Access Transparency: Logs of Google staff accessing your data (for compliance audits)
Assured Workloads: Preconfigured compliance environments for FedRAMP, HIPAA, CJIS, etc.

1.2 Defining Technical Requirements

High Availability Design Patterns

HA is a core PCA topic. You must understand the availability implications of different deployment topologies.

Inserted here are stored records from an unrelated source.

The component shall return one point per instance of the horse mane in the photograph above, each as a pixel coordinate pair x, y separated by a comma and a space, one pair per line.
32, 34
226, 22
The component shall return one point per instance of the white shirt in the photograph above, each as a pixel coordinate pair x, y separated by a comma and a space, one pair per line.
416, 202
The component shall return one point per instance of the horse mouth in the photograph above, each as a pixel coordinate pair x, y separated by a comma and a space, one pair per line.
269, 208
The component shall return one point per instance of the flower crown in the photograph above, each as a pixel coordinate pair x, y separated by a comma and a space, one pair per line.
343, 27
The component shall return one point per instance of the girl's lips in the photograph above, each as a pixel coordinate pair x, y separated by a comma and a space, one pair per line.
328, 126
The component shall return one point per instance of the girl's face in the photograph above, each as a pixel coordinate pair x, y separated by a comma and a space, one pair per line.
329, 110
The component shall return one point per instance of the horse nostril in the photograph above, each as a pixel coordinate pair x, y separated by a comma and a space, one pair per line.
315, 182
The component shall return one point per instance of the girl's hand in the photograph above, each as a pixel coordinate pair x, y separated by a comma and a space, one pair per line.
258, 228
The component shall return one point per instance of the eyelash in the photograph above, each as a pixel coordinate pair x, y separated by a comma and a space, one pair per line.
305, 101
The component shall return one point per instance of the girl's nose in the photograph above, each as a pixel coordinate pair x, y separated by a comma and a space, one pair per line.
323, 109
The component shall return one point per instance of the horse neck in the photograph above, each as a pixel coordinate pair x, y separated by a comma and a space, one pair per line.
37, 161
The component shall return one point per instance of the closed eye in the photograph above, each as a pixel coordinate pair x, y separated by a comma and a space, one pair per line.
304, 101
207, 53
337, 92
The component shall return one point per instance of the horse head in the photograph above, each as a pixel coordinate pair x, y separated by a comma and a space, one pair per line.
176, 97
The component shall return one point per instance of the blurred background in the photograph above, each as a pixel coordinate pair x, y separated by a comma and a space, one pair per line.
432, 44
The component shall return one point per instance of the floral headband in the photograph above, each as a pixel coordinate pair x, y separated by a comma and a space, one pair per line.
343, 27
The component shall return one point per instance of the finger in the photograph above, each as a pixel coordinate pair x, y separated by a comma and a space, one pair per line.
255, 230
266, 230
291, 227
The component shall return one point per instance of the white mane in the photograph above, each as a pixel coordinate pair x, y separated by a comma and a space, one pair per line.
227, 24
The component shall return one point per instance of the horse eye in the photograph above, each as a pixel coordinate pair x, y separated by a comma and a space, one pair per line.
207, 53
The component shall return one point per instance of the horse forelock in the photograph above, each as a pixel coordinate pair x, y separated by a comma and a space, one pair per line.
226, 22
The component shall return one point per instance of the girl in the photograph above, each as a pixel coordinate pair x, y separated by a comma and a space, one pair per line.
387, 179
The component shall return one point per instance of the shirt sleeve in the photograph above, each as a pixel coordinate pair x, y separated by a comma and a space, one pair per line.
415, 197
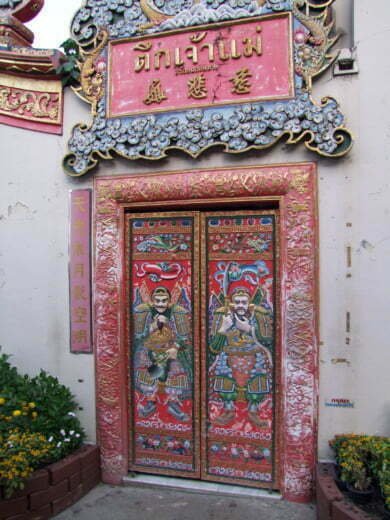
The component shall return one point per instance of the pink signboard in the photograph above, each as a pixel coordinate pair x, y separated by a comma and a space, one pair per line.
80, 271
220, 64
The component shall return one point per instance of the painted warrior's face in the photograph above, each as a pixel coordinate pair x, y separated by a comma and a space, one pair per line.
240, 304
160, 302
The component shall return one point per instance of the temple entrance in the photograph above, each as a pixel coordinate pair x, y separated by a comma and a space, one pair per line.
202, 326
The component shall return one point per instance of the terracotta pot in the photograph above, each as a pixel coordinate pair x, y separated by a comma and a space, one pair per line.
358, 496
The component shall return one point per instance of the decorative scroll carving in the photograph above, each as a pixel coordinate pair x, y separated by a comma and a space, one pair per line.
92, 73
296, 187
258, 125
250, 126
29, 105
9, 3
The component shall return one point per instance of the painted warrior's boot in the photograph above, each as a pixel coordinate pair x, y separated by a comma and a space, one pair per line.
176, 412
227, 415
253, 415
148, 409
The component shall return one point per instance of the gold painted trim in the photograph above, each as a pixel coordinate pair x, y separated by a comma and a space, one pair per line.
35, 85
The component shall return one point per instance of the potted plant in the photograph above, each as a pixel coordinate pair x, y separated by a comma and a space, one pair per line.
38, 424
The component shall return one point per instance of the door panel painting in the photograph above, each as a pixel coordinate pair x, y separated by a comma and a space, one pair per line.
202, 290
239, 348
163, 351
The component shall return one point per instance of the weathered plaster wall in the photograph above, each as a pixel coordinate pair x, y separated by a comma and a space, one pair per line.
353, 211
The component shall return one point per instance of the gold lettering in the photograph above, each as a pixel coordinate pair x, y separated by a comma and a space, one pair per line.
222, 51
80, 315
233, 47
192, 53
250, 47
156, 93
241, 84
79, 292
80, 336
142, 62
210, 48
197, 87
198, 37
157, 58
178, 61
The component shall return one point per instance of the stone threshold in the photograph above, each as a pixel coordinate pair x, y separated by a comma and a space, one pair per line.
197, 486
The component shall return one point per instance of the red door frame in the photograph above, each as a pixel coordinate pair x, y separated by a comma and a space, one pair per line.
294, 188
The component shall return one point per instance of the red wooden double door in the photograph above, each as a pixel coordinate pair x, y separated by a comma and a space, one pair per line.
203, 350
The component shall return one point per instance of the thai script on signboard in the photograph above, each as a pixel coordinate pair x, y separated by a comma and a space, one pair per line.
207, 66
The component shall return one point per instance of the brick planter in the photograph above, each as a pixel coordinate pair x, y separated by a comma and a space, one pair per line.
331, 504
54, 488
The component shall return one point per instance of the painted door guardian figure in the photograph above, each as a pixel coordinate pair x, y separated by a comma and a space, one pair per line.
243, 365
163, 364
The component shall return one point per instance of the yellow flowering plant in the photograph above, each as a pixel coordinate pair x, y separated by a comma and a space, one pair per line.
38, 424
364, 460
21, 453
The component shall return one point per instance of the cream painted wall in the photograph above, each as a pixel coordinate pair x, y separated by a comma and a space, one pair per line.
353, 190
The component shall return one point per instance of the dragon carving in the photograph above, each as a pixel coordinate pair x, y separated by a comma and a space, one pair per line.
312, 55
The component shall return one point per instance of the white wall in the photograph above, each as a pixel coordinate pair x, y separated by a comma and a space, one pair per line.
34, 226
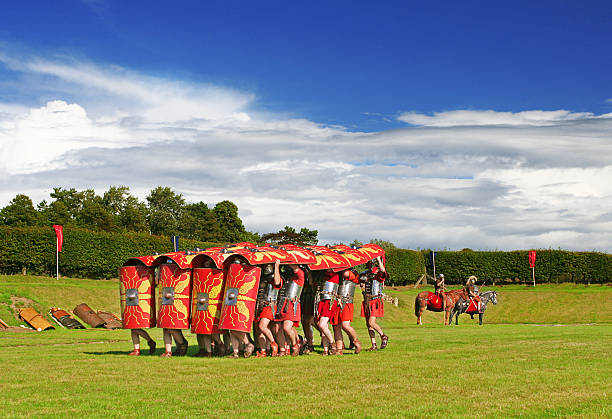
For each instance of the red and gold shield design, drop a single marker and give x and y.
(137, 302)
(240, 297)
(174, 295)
(206, 300)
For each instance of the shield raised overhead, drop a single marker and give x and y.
(240, 297)
(174, 296)
(206, 300)
(136, 288)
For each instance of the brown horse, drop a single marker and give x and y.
(450, 299)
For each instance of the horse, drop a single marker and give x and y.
(426, 300)
(462, 305)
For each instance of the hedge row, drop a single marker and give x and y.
(89, 254)
(404, 266)
(85, 254)
(551, 266)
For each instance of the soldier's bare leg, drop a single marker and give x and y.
(348, 328)
(167, 343)
(307, 324)
(279, 334)
(265, 333)
(338, 338)
(291, 335)
(325, 334)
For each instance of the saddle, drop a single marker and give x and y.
(434, 302)
(473, 307)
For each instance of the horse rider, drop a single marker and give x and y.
(439, 285)
(472, 290)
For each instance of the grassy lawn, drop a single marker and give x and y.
(501, 370)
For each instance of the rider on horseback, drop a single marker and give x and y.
(472, 290)
(439, 285)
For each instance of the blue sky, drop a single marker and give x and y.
(443, 125)
(355, 64)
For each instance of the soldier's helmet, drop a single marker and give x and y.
(268, 269)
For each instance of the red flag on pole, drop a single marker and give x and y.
(532, 258)
(60, 236)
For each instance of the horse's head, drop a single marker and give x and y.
(494, 297)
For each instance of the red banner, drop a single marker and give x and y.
(60, 236)
(532, 258)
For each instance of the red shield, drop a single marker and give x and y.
(137, 302)
(174, 295)
(473, 307)
(206, 300)
(240, 297)
(434, 302)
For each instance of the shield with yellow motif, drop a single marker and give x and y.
(239, 297)
(174, 295)
(206, 300)
(136, 291)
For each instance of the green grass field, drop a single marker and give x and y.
(501, 369)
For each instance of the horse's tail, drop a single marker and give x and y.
(417, 304)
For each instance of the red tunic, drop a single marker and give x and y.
(324, 309)
(377, 308)
(346, 313)
(291, 310)
(270, 308)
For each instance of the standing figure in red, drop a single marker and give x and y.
(327, 306)
(344, 315)
(289, 310)
(308, 310)
(439, 285)
(271, 283)
(472, 291)
(372, 306)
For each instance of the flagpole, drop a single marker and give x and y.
(57, 258)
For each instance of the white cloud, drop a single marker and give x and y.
(478, 179)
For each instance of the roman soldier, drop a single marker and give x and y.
(439, 285)
(327, 306)
(307, 300)
(372, 307)
(288, 311)
(344, 315)
(472, 291)
(270, 284)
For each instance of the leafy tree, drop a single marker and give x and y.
(386, 245)
(289, 235)
(94, 214)
(71, 198)
(129, 213)
(200, 223)
(20, 212)
(165, 210)
(232, 229)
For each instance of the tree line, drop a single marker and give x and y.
(164, 212)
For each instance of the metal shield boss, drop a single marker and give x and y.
(206, 300)
(136, 287)
(240, 297)
(174, 295)
(346, 292)
(375, 289)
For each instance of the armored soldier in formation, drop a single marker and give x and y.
(288, 311)
(344, 315)
(270, 285)
(327, 308)
(372, 307)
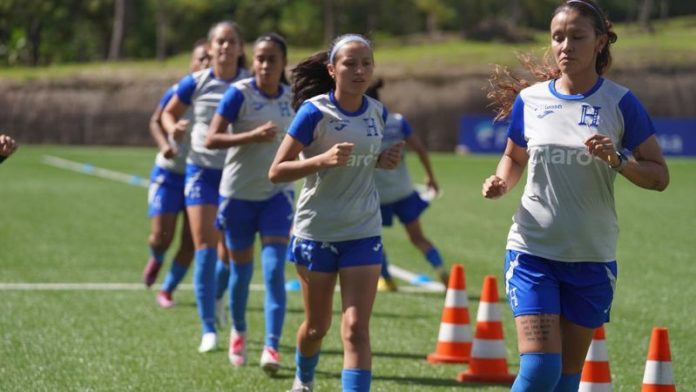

Pattern	Availability Target	Description	Example
Single zone	~99.9%	One zone, one region	Dev/test environments
Multi-zone (within a region)	~99.99%	Resources spread across 3 zones in one region	Regional MIG behind a regional load balancer
Multi-region	~99.999%	Resources in 2+ regions with global load balancing	Global HTTP(S) LB with backend services in us-central1 and europe-west1
Hybrid/multi-cloud	Varies	Workloads across on-premises and GCP or multiple clouds	Anthos, GKE Enterprise

Exam trap: Multi-zone is NOT the same as multi-region. A regional MIG spans multiple zones within a single region, giving you zone-level resilience. For region-level failures (extremely rare but testable), you need multi-region deployment with global load balancing.

Load Balancer Selection Guide

The PCA exam heavily tests load balancer selection. You must match the scenario to the correct load balancer type.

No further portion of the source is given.